É que o geral da gente não sabe que as tempestades da imaginação são as mais duras de passar. Não há problemas mais difícies do que as crises do pensamento, nem crises mais dolorosas do que as crises do sentimento. “

Maria said...

De repente veio-me à memória o filme genialmente interpretado por Nicole Kidman...

Sabemos nós a que nos podem levar situações como as que VW viveu?

Maria P. said...

Como eu gosto de ler Virgínia Woolf!

Boa semana*

Elsa Sequeira said...

Virginia Woolf gosto!
Boa semana!
beijinhso!
:)

isabel said...

só a palavra (louca) já carrega um estigma...

o turbilhão de ideias, desordenadas, deve causar uma espécie de medo, como se as palavras fossem atacar

adorei As Horas...e o post

Anonymous said...

Como sempre, viajar no teu "Infinito Pessoal" é sem dúvida, uma viagem maravilhosa.
Penitencio-me por, tendo à minha frente, literalmente a feira de que falas, ainda não ter "perdido" a hora de almoço e lá ter ido.
Talvez porque, aqui mesmo, no espaço onde estou, está outra feira de livros usados, onde já adquiri alguns...
**
Do teu post?
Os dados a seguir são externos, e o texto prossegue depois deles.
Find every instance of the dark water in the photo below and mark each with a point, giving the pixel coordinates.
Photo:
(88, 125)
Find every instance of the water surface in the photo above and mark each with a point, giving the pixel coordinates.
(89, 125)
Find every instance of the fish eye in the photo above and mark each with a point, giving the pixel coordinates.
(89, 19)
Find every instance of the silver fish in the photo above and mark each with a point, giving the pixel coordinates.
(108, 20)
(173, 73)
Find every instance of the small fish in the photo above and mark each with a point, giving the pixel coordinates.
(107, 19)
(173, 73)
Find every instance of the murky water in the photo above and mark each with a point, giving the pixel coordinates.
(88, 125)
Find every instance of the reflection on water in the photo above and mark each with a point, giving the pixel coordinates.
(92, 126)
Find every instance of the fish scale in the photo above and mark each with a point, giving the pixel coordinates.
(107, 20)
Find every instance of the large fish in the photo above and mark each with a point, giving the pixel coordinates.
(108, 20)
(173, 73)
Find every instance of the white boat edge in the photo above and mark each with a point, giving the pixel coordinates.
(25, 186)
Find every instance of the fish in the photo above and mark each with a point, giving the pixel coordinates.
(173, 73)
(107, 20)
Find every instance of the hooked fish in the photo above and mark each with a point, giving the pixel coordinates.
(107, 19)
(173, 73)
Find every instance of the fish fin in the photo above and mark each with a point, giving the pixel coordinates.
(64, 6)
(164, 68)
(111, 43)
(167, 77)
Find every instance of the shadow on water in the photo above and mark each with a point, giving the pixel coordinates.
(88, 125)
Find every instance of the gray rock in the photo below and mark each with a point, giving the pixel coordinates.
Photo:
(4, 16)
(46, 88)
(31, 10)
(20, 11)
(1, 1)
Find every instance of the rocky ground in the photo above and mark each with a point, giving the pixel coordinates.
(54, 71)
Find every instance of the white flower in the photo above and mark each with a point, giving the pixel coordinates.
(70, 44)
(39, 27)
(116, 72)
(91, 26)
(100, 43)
Uma delícia. E porque nada acontece por acaso, o "acaso" fez com que hoje tivesse "um furo" no horário e viesse aqui ... Digamos que funcionou como um “despertador de consciências”.
Sabes Luís, em certos momentos, aquilo que está à nossa frente, torna-se, pela proximidade, “invisível” ... é o caso da exposição que referes... vejo-a da janela!!! Que coisa...
Necessitei de a ver através do teu olhar de lince!!!!

Bjs, brother!

Anonymous said...

que bonito, este blog.
uma pergunta: sabe de quem é o quadro com que ilustra o post sobre virginia woolf?